All You Need to Know About Money in Iceland
Can you believe it? A country with a population of only about 330.000 has its own currency! In Iceland, we use the Icelandic króna, or short “ISK”. You will encounter high numbers in the thousands while being in Iceland, because 1 Euro currently equals about 120 ISK, 1 US dollar equals about 115 ISK and 1 British Pound equals about 140 ISK. Therefore, even your dinner will cost a few thousand ISK already. This can be very confusing when being in Iceland for the first time, but to make it a bit easier, you can start by just dividing the prices by 100 to get a rough estimate of what it costs in your currency at least.
Coins and Bills
As always when handling a foreign currency, the coins and bills can be really confusing and we all know that feeling of standing in a supermarket and taking ages to find the right coins in our wallet. In Iceland, we have coins with the values 1, 5, 10, 50 and 100 ISK. The bills come in values of 500, 1.000, 5.000 and 10.000 ISK.

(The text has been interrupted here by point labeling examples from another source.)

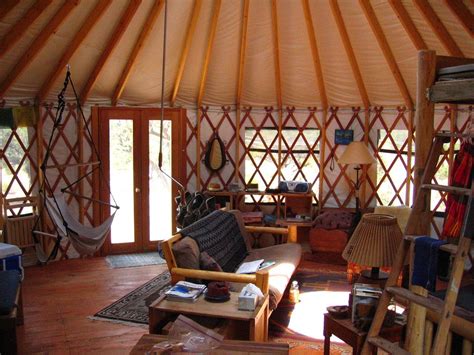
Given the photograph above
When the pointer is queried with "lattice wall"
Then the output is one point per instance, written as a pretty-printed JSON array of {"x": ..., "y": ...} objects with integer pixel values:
[
  {"x": 67, "y": 148},
  {"x": 389, "y": 136}
]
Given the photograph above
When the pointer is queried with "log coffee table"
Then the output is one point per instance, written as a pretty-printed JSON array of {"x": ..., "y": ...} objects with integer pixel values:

How much cash should I bring?
After all this confusion, here come the good news: don’t even bother bringing cash money to Iceland or getting it from the ATM here. It is an unnecessary hassle to find a currency exchange and avoid exchange fees etc. Iceland is virtually cash-free and while on a tour through Iceland, there is hardly any place at all that you could encounter, which would not accept credit cards. The busses within the Reykjavik area do not accept cards, but downloading the bus app Straeto will allow you to easily pay through your phone.
Looking into the wallets of Icelanders, you will usually only find a bunch of cards, but not much cash. That said, we are talking about the most common credit cards of course, like Visa, MasterCard and American Express.
Anything else I should keep in mind?
If you want to gas up outside of the opening hours of a gas station, you will need a credit card with a four-digit pin code. Some credit cards, especially from the United States, can only be swiped or have a 5 or 6-digit pin code. These credit cards will NOT work, unless the gas station is open and you can pay inside. Other than that, you should be good to go with your credit card on your Iceland trip.
But what about tipping?
Tipping is not common in the Icelandic culture. Unlike in some other countries, waiters and waitresses can live from their wages here in Iceland and most often, you will see that Icelanders are not tipping after a meal or a taxi ride. You can easily consider it included in the prices.
That being said though, nobody will look at you strangely and you will of course make the waiters/taxi drivers/guides day if you decide to tip.